Influenza A is a major health concern in human and veterinary medicine alike. Viruses of human and avian origin are linked through the exchange of genetic material, e.g. the reassortment process forming pandemic viruses in humans. There is growing evidence that the active substance antiviral drug oseltamivir (Tamiflu®) is stable and that it can be detected in aquatic environments when oseltamivir is used widely. Low levels of the active substance can induce resistance in influenza A virus in mallards, the natural influenza reservoir. If resistance is established in viruses circulating among wild birds, there is a risk of an oseltamivir-resistant pandemic or highly-pathogenic avian influenza (HPAI) virus through reassortment or direct transmission (Fig. 1). This paper aims to review the current knowledge in this field, to identify gaps in the knowledge and to point out important future research areas.

Fig. 1

Schematic display of the possible connection of environmental levels of oseltamivir and avian and human influenza A viruses. Illustration kindly provided by S.J. Järhult.

Pandemics

During the last century, influenza A viruses have caused four pandemic outbreaks. In 1918–1920, the ‘Spanish Flu’ H1N1 pandemic killed at least 50 million, perhaps up to 100 million people (1). There has been a controversy regarding the genetic origin of the Spanish Flu, with some authors claiming a direct transmission of an avian virus (2, 3). However, phylogenetic evidence strongly suggests that the 1918 pandemic strain was the result of a reassortment of human, avian and possibly swine viruses (4). The 1957 H2N2 ‘Asian Flu’ and the 1968 H3N2 ‘Hong Kong Flu’ pandemics were both milder than the 1918 pandemic and caused much less mortality. They were the result of a reassortment of human and avian viruses. Little is known about the sequences of swine viruses at that time and thus the involvement of swine viruses in the reassortant cannot be precluded (5). The recent A/H1N1 ‘Swine Flu’ pandemic was a result of a reassortment of three different strains from swine, but all three had genetic elements recently derived from avian viruses (5).

Influenza in birds

Influenza A virus is a zoonosis, the natural hosts are wetland birds, mostly Anseriformes (ducks, geese, swans) and Charadriiformes (gulls, terns, waders) (6, 7). Dabbling ducks such as the mallard (Anas platyrhyncos), are particularly well suited for the perpetuation of influenza viruses in several aspects. They feed in shallow water which facilitates spread via the fecal – oral route (6). Furthermore, they congregate in flocks, have a large population size, migrate to interact with new individuals and every year new, immunologically naïve juveniles are added to the population. Influenza A viruses are well adapted to aquatic environments; some viral strains can remain infective for well over a year at 4°C but only for days at 37°C (8). Dabbling ducks are considered the major natural reservoir of influenza A viruses (7).

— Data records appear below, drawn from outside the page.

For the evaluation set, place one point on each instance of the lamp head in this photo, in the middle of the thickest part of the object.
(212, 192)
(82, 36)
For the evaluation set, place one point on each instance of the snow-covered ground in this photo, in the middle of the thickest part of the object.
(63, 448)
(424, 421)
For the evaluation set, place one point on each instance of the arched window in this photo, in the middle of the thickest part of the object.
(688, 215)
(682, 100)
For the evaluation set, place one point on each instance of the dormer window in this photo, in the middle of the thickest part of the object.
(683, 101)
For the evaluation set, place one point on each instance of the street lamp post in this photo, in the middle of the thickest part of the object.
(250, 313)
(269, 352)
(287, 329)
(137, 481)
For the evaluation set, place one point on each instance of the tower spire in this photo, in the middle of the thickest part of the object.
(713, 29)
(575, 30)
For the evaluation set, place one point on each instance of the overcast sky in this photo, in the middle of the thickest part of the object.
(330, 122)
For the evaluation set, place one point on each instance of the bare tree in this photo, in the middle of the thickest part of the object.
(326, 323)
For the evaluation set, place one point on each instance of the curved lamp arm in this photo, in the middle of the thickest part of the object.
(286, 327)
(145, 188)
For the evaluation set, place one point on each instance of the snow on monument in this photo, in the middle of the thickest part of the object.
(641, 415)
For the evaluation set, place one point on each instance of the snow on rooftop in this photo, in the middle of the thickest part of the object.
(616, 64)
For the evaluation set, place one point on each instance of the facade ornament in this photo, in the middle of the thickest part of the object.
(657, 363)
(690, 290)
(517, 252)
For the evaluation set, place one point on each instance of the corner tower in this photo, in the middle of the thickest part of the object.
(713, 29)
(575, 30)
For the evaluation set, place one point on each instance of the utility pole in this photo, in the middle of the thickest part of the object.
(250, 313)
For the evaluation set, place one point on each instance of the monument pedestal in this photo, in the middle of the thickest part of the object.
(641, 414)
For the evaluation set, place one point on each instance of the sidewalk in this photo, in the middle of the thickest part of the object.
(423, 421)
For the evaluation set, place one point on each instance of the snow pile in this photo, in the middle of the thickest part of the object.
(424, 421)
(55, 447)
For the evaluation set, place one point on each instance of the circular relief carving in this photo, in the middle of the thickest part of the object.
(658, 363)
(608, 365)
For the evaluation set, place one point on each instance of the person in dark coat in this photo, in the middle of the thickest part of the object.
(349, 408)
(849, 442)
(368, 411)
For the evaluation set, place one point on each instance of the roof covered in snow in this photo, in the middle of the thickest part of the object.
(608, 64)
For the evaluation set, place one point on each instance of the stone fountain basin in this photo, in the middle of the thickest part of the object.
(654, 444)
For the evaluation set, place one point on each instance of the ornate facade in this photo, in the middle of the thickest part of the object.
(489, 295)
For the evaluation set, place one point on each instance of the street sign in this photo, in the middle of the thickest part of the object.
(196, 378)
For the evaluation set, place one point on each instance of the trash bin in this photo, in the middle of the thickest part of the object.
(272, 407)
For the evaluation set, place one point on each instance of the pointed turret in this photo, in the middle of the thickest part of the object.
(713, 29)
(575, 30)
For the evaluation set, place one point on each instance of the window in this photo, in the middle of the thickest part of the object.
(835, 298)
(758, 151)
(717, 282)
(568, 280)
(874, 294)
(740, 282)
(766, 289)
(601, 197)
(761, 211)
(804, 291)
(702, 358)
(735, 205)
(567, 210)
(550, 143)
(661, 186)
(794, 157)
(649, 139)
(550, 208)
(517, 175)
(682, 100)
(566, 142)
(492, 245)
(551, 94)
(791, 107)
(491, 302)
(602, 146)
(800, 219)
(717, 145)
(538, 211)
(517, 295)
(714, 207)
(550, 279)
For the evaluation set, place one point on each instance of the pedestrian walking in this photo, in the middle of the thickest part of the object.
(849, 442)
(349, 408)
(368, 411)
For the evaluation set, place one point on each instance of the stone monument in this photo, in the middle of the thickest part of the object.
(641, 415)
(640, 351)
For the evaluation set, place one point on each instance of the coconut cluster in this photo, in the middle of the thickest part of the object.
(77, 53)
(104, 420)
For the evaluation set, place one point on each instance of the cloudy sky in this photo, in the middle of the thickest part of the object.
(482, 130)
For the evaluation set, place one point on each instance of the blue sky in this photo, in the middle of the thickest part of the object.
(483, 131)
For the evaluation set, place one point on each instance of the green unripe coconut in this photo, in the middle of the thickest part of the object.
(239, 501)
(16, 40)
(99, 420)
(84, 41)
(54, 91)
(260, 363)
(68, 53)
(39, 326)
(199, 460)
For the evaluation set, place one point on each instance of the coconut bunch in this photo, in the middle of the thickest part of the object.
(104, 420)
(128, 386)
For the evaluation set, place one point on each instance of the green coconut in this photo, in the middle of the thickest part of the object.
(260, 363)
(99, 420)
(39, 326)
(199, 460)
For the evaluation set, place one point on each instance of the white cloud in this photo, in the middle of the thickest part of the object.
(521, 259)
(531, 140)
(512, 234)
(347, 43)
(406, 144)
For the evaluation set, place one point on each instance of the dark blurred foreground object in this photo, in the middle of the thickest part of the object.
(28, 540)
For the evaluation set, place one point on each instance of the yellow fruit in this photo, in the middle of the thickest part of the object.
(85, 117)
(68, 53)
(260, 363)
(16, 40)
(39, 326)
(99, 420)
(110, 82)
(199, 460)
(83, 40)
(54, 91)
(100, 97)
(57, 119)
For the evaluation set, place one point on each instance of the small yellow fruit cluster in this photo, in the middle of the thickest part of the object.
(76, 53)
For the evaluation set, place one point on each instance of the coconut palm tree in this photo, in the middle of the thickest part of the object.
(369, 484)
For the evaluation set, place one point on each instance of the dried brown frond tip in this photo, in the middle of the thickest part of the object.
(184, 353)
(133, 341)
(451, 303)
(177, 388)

Most viruses circulating among wild birds are low-pathogenic (low-pathogenic avian influenza, LPAI). The prevalence of LPAI viruses among dabbling ducks vary with season with a higher percentage of birds infected during fall migration. One contributing factor to this variation is the high proportion of non-immune juveniles in the fall. There are also geographic differences; a study from Sweden found 15% infected mallards during fall and 4% in the springtime (9), whereas data from North America show a higher fall prevalence but a lower spring prevalence (6). All 16 HA and 9 NA variants of influenza A viruses discovered so far have been found in birds and most of them in dabbling ducks. Exceptions are H13 and H16 that are predominantly isolated from gulls and terns (10). Most subtypes of LPAI viruses have a large geographical spread, possibly through migration. H14 and H15 are exceptions, being mostly isolated in Russia and Australia (11, 12). Phylogenetically, LPAI viruses studied so far belong to either the Eurasian or the North American lineage (13). However, several findings of viruses with a lineage-mixed genome have been reported (14–16) indicating that the separation is not complete. Hence, the naturally circulating gene pool of LPAI viruses in wild birds can be considered large and variable in several aspects.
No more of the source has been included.